Film Review
Good Night and Good Luck poster

Good Night and Good Luck

Dir. George Clooney
Scr. George Clooney & Grant Heslov
David Strathairn
George Clooney
Robert Downey Jr.
Patricia Clarkson
Jeff Daniels
Official Site - www.goodnightandgoodluck.com
The longer I live here in America, the more the place befuddles me. There is a certain sheen and veneer to american cultural life that hides a wealth of troubling history. Of course, all nations have their history, those told and untold--their complex webs of duplicity, will to power, and dark secrets. The underbelly of American optimism, manifest destiny, and "have a nice day," is it's sense of impending doom, its fascination with the apocalyptic. This is a culture whose pop life is full of alien invasion and the need to repel those who wish the country ill. It is this element which seems again and again to produce such a rich vein of fear, paranoia, and anger, which rises to the surface throughout its short history.

Stretching back to its earliest beginnings Americans have demonstrated their perfection of the art of the witch hunt, be it with Puritan frenzy in Salem, or the Council on Un-American activities in the 1950s. Goodnight, Good luck is George Clooney's latest film and it investigates that giddy time in American social life when Senator Joseph McCarthy virtually single-handedly led a crusade against 'communists.' It is hard to imagine how threatened Americans are (should I say were?!) by the idea of Communism. Growing up in a working-class British family left wing politics was a staple.

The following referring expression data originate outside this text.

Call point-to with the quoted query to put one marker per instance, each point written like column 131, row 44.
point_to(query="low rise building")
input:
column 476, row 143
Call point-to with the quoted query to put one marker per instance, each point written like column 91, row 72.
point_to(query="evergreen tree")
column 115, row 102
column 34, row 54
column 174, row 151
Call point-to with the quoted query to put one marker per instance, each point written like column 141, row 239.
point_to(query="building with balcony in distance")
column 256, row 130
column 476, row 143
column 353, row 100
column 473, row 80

I will never forget the day my friend Joe Jacques dad gave me what is still one of my all time favourite books, The Ragged-trousered Philanthropist, Robert Tressel's opus about capitalism and the working class, it shaped my view of politics so deeply.

Goodnight, Good Luck was journalist Edward R. Murrow's signature sign off on his television show, and Murrow is the topic of Clooney's film. Or rather, Murrow versus McCarthy. The film centres on a very short period of time in the 1950s when paranoia and the witch hunt spirit had drawn America into a feeding frenzy, and much of the country, and many in the entertainment industry particularly, lived in fear of having their lives and livelihoods destroyed by one man's obsession with the menace of communism. Murrow, armed with a deep conviction that the un-American activity that needed to be addresses was McCarthy's, gamely put his career on the line and set out to challenge the Wisconsin Senator's crusade. The film is compelling on a number of levels.

It is shot in black and white and one is immediately drawn into the sense of being in a different time and place, one in which men wear suits with crisp white shirts and every body smokes--and I mean everybody, you can almost smell the smoke coming off the screen. There are musical interludes that bridge major scenes in the film and which also help the sense of period and context. There is an almost claustrophobic use of camera angle. CBS may have been a major television network even in the 1950s, but back then everything was done in small environments--Murrow's producer, Fred Friendly, literally lay beneath the Murrow's television desk and tapped the newsman's knee to cue him to camera. All of this combines to give the viewer a sense of the way this period of history gripped the nation and put a virtual stranglehold on its ideals. Murrow was an unlikely activist on some levels and his life was a strange mix of intense and high-idealed journalism coupled with frothy celebrity-driven shows. A highlight of the film is a clip of Murrow discussing future marriage plans with a very-gay-even-back-then Liberace.

Murrow's bold challenge to McCarthy eventually breeches the wall and breaks the wave of paranoia created by the Senator and his committee. But of course we know that. Clooney is not telling us a story we don't know, but he is reminding us of the role of government and the real values America should stand for. Murrow is not a supporter of communism, he is incensed by the tactics and the disregard of what he viewed as every person's right to be treated with dignity and respect, to be challenged by the truth and not hearsay and gossip. "Dissent is not disloyalty," is just one of the lines from the film which help to connect it with some of the issues in today's political climate.

The film ends with newsreel footage from one of America's presidents speaking about habeus corpus, and everyones right to freedom and security--a mouthful of words in these days of Guantanamo Bay etc. The beauty of this film is that it doesn't preach, instead it invites us to make connections and consider what it truly means to be 'un-american.'

Murrow made a speech about the role of television at a dinner held in his honour in 1958, a few years after the events that changed his life. In it he declared that if television was only about entertaining, amusing, and ultmiately insulating us from the real issues of life, we would be the worse for it, and he challenged televison executives to interrupt programming occasionally to address issues of cultural, moral, and political import to the nation. I am not sure his words were heeded, but they ought to be.